Mira was sitting very straight in her wheelchair. Her hands were folded in her lap, hiding the tremor. Her jaw was set in that specific way that meant she was choosing her next words from a list of options and discarding the ones that were too honest.

"Be messy if you have to," she said.

Coming from a Dren, it meant: survive at any cost.

---

Voss went home. Cleaned his blades. Ate a bowl of rice with canned fish β€” the same meal he'd eaten six nights out of seven for the past three years. Sat at his kitchen table with the notebook and added the day's entries.

Forty-seven threads absorbed. Strength up roughly thirty percent. Speed up thirty-five. Defense up fifteen. Mana sensitivity up twenty. Thread Sight range: approximately ten meters. All from E-rank and D-rank cleanup shifts.

At the bottom of the page, he made a list.

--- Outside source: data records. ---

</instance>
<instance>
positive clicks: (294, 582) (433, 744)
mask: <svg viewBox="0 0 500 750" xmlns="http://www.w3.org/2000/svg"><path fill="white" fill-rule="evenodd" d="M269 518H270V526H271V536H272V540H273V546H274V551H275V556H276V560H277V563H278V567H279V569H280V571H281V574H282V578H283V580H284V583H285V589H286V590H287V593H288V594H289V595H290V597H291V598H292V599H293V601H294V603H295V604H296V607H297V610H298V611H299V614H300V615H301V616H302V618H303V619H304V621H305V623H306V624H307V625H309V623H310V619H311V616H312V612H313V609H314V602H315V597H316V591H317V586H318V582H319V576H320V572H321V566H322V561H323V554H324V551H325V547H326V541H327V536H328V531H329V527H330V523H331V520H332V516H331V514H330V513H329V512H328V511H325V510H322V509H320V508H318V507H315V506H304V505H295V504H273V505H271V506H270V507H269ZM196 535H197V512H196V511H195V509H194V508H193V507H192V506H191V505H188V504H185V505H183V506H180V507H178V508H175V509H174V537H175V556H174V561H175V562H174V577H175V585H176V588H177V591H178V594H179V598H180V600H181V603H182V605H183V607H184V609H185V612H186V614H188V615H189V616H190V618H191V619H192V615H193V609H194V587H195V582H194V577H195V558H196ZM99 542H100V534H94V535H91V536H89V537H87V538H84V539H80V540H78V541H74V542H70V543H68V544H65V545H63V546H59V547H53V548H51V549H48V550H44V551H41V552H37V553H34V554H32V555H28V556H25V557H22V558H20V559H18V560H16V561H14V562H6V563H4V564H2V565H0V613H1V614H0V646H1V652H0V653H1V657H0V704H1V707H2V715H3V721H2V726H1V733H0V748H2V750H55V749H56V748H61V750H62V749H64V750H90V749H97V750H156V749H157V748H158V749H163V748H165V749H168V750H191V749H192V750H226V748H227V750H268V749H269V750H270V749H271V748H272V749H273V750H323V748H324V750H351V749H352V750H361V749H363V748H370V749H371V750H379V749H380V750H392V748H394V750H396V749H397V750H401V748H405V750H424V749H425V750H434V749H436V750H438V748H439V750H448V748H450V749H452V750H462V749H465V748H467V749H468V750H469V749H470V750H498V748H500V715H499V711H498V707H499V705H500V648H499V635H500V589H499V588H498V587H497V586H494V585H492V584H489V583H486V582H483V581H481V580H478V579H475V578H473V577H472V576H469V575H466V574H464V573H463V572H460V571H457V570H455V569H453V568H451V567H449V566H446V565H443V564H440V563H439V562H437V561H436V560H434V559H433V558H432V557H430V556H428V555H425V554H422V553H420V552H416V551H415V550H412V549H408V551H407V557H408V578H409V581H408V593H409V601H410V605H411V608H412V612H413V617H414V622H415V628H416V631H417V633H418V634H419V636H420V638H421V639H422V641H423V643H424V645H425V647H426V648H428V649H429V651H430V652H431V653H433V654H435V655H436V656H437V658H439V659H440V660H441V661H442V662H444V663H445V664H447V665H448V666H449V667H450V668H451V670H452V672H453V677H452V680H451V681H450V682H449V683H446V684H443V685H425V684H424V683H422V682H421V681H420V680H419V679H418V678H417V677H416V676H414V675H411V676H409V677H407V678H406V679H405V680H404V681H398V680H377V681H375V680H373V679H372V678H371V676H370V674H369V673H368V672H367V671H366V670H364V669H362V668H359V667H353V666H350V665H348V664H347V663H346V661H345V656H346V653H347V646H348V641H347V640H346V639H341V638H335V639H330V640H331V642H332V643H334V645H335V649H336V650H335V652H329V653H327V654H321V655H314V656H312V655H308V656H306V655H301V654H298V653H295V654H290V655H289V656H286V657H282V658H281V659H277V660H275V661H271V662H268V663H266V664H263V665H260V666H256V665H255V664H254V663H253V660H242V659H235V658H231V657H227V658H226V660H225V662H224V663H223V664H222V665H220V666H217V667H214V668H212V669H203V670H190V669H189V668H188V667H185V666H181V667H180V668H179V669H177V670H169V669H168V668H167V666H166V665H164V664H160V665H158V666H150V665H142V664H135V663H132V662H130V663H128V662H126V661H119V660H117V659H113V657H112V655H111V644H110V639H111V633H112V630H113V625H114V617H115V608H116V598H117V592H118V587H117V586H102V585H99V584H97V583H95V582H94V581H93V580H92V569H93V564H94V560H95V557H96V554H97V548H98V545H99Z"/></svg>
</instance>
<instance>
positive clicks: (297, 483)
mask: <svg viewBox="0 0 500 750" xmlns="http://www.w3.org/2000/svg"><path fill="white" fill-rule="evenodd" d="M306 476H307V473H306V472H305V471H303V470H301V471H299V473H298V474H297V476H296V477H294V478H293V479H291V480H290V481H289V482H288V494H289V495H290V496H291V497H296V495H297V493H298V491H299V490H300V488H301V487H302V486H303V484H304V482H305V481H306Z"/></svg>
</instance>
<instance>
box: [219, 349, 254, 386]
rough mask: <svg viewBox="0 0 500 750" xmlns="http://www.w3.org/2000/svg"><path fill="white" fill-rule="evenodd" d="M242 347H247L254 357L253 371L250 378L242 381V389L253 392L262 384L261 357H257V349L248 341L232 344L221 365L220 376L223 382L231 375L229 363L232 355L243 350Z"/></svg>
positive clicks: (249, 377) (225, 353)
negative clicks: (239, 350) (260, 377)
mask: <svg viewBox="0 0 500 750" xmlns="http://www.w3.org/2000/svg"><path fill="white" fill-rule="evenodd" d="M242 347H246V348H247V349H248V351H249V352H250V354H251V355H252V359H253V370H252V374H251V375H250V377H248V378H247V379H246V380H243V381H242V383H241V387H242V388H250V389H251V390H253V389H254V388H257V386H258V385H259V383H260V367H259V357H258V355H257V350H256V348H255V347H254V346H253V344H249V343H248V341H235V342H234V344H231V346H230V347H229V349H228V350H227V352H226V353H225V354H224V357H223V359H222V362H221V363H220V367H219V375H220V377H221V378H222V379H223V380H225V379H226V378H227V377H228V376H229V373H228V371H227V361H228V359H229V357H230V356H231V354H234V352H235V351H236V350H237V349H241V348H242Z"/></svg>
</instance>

*Thread types identified:*

*1. Stat threads (gold spectrum) β€” permanent physical enhancement. STR, SPD, DEF, MAG.*

*2. Ability threads (thick, pulsing, color varies) β€” unknown function. Suspected skill transfer. UNTESTED.*

*3. Unknown category β€” requires higher-rank specimens.*

Below that, a second list.

*Requirements:*

*1. Fresh corpses β€” 10-minute window maximum.*

*2. Physical contact for absorption.*

*3. Daily absorption limit β€” approximately 5 stat threads before cognitive fatigue.*

*4. Diminishing returns by species β€” diversify sources.*

*5. Mana threads improve Thread Sight itself β€” prioritize.*

Below that, a number.

*745,000 credits remaining.*

Below that, a smaller number.

*14 months.*

He closed the notebook. Set his alarm for oh-four-thirty. Lay down on his bed in the dark apartment and stared at the ceiling.

Somewhere in the city, a barrier was forming. He could feel it β€” a faint tremor in the new sense behind his eyes, a ripple in something he didn't have the vocabulary to describe. A Rift opening. Monsters pouring through. A dome sealing over them like a blister.

By morning, those monsters would be dead. And Voss would be there with his blades and his steady hands and ten minutes to take what the dead were offering.

He turned off the light. The dark didn't bother him. It never had.

The dead were quiet company, and he'd always worked best in the silence.